A flat is an apartment that occupies an entire floor of the building. A two-flat then, is a two-story building with one apartment per floor. Two and three-flats are the most prevalent form of housing in the city. Victorian two-flats will often have an additional garden or basement apartment.
High-Rise or Mid-Rise
This essentially translates to many apartments in one building. The building is usually divided into tiers, which means various floor plans can be found on one floor, but identical floor plans will be stacked on top of one another. These buildings always have an elevator and often include any list of amenities like a doorman, swimming pool, health club and parking.
Loft spaces are perhaps the ultimate urban dwelling. These homes have been carved out of older commercial buildings like warehouses, factories, offices and even schools and churches. Quintessential loft features include high ceilings, open floor plans, exposed ductwork, original beams and oversized, industrial-esque windows. They are filled with architectural character, thanks to open, unique living areas, minimum room partitioning and their use of original features like staircases and sky lighting.
These charming homes originated in the 1890s, and many that you'll find in Chicago are from this time period. With rowhouses, the facades all form a continuous row, but are divided internally so there are common walls between the units. Many rowhomes have richly detailed exteriors and renovated interiors, giving them all the charm of a vintage property with the functionalities of modem living.
Made popular in the 1960s, townhomes are similar to condos in that the homeowner owns all of the space within his or her unit.
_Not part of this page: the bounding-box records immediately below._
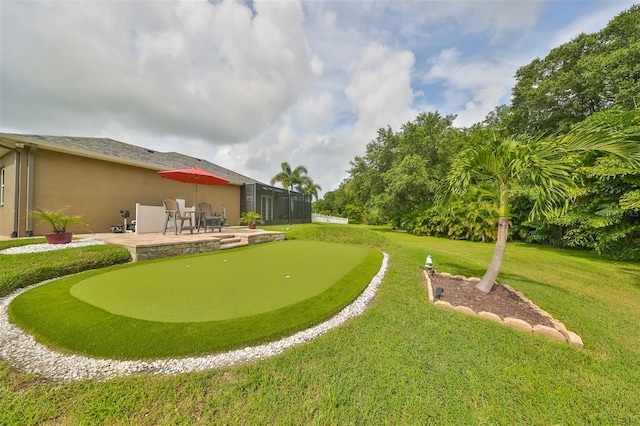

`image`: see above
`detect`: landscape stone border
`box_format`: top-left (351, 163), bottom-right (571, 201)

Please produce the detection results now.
top-left (423, 270), bottom-right (584, 348)
top-left (0, 252), bottom-right (389, 382)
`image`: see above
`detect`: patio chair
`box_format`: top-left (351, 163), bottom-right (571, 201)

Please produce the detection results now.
top-left (198, 202), bottom-right (222, 232)
top-left (162, 198), bottom-right (193, 235)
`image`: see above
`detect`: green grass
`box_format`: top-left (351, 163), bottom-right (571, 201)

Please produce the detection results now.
top-left (0, 238), bottom-right (131, 296)
top-left (9, 241), bottom-right (382, 359)
top-left (70, 241), bottom-right (368, 322)
top-left (0, 225), bottom-right (640, 425)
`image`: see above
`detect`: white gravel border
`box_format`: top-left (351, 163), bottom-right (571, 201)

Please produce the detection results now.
top-left (0, 252), bottom-right (389, 382)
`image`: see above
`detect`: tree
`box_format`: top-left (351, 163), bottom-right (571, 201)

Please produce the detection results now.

Townhome communities are often compact but well planned, and might include private yards and garages and common courtyards and walkways. Owners sham common vertical walls, but exterior walls, roofs, and garages are often considered common elements; a monthly assessment goes toward maintenance and repair of these shared features. While the assessment fees are an added costs, this structure can make townhome living significantly less expensive than a single-family home, in which the owner is responsible for maintaining everything on their lot.
Condominiums, or condos, are one of the types of "multiple ownership" properties you'll find in cities across the country. When you purchase a condo, you (the homeowner) are the titleholder to the apartment or townhouse itself—the interior space. You also own an interest in the building or complex's common elements—think the grounds of the property, the exterior walls, stairways, elevators, etc.
Also known as co-ops, these buildings are similar to condominiums, with the main difference being that the homeowner is a shareholder in the corporation that owns the building, When you purchase a co-op unit, you purchase stock that represents the ownership both of your apartment and a proportional share of the building's common elements. Because this is a shared ownership, co-op buyers must be approved by the corporation (aka the board) that owns the building, so your potential new neighbors must sign off on well, you, before the sale is approved.
In its simplest form, a duplex is a two-story apartment. Whether a walk-up vintage guiding, a high-rise or a loft, a duplex apartment might be a duplex up (inclusive of the floor above) or a duplex down (inclusive of the floor below.
A single-family home is a stand-alone property on a standard-size lot of 25 x 125 feet. But lot size for these homes can vary widely, and the larger the lot, the more premium the property. Some single-family homes were built to be just that, but others have been converted from two- and three-flats.
Vintage buildings dates to pre-World War II. Many have undergone renovations since then, but these buildings are still beloved for their original features like high ceilings, hardwood floors, fine woodwork and plaster moldings.
In Chicago, the denser a neighborhood is, the more expensive a new construction condo will be. Less dense areas of the city might be considered if you need to adhere to a certain budget, since these properties are usually less expensive than those in more developed areas. And, as an area grows and becomes more populated, it’s highly likely that your property will raise in value and earn you a higher return on your investment.